A Working Hypothesis:
IF the Spike is engineered as a bio-weapon, then it is reasonable to assume that ALL the novel sequences that differentiate it from other corona viruses are bioactive – put there to do harm.
It follows that ALL of the 5 sequences must each bind to a receptor. In doing so, these 5 sequences would impede the normal function of their receptors and induce pathology.
We have already seen how two of these sequences, (4) and (5), act as bio-weapons – binding to receptors and inducing crippling effects such as clotting and tremors.
If this hypothesis is correct, then we should find that the remaining 3 novel sequences were also chosen for their pathological effects – by disrupting the function of particular receptors.
First Attempt at Identifying Receptors for Sequence (1)
“We searched the Protein Data Bank using the largest insert 72GTNGTKR78 with 5 amino acids extensions on both N- and C-terminal sides, leading to 17aa long segment 67AIHVSGTNGTKRFDNPV83; then we analyzed the hits to see whether the aligned motifs were engaged in any identified structural function”
“The first hit was the structure of the Mengo virus VP1 protein”
In case you haven’t heard of Mengo Virus – it goes by a common name – Myocarditis.

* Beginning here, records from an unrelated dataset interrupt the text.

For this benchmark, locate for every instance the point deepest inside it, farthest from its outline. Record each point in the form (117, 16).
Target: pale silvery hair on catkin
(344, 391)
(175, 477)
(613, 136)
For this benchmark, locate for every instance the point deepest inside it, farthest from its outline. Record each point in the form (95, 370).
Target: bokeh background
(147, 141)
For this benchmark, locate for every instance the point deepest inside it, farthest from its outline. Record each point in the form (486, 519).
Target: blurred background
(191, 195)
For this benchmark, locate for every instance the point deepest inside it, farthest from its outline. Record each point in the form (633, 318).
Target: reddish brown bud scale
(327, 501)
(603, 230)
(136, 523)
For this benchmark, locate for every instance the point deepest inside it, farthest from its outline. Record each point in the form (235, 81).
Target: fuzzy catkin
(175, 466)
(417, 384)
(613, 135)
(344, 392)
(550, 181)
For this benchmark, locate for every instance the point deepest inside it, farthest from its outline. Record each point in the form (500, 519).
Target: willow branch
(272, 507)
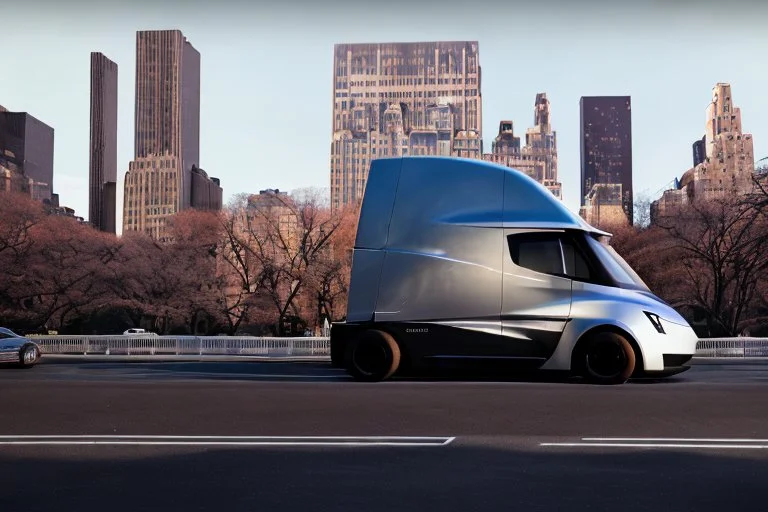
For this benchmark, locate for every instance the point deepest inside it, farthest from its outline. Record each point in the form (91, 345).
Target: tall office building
(103, 147)
(160, 181)
(723, 162)
(395, 99)
(26, 155)
(606, 158)
(538, 158)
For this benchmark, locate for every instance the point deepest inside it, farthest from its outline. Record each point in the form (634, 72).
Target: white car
(135, 331)
(17, 349)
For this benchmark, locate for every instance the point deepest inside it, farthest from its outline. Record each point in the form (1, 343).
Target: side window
(539, 252)
(549, 253)
(575, 264)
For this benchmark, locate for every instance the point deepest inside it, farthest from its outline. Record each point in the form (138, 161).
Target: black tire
(29, 356)
(607, 358)
(372, 356)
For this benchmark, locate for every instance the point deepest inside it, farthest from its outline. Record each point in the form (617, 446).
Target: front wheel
(372, 356)
(607, 358)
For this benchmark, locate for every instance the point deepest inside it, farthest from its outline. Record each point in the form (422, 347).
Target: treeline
(709, 261)
(274, 271)
(284, 268)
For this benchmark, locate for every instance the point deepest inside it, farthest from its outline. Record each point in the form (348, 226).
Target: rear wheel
(372, 356)
(607, 358)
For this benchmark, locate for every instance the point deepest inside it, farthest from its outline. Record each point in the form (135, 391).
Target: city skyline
(398, 99)
(253, 151)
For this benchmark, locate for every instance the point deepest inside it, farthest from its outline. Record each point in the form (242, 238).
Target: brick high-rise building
(160, 181)
(395, 99)
(26, 155)
(606, 153)
(727, 166)
(538, 158)
(103, 144)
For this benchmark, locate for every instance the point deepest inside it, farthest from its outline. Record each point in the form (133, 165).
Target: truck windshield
(615, 265)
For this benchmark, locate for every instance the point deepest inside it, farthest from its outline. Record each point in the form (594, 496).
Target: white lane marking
(660, 445)
(664, 442)
(160, 440)
(675, 439)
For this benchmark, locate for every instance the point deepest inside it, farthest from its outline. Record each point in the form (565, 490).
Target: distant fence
(142, 345)
(732, 347)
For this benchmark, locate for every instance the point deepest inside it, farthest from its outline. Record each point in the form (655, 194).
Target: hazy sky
(267, 75)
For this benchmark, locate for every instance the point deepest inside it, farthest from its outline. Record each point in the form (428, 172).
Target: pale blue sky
(267, 76)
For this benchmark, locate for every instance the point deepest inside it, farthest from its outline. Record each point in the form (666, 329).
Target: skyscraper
(103, 144)
(26, 155)
(723, 159)
(395, 99)
(159, 181)
(538, 158)
(606, 154)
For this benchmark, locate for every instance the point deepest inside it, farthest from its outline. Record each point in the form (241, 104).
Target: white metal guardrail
(184, 345)
(732, 347)
(291, 347)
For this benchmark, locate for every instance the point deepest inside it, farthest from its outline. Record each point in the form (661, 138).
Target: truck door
(536, 290)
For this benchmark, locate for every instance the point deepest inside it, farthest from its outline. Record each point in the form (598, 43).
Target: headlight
(656, 321)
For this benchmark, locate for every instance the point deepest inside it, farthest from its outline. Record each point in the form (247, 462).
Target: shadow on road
(311, 371)
(452, 478)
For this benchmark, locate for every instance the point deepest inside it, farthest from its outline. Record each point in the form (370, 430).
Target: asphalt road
(697, 441)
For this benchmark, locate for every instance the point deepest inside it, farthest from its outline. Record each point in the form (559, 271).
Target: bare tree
(288, 238)
(723, 244)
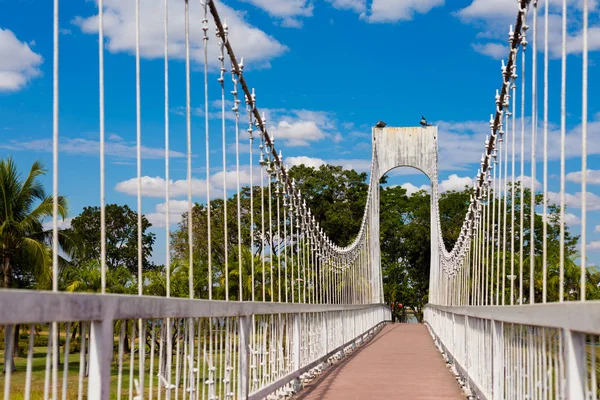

Mengo virus is also known as Encephalomyocarditisvirus (EMCV). Myocarditis is characterized by cardiac inflammation. Other symptoms have been observed, such as anorexia, apathy, palsy, paralysis or dyspnea.
Myocarditis is what children have been developing after the . . . VACCINE!
If the novel coronavirus was intended as a bio-weapon, and the VACCINE “teaches” human DNA to look for that spike protein by CREATING spike proteins in people who get the VACCINE . . . then it __may__ be that the VACCINE is now replicating the very bio-weapon the coronavirus was designed to deliver.
Perhaps this is why literally tens-of-thousands have DIED in the USA and in the EU after receiving the vaccine, and literally hundreds-of-thousands of others have been seriously injured, made sick and weak after the same vaccine.
This entire “novel coronavirus” and the so-called “vaccine” appear to some experts, to be active bio-warfare against the human population of earth.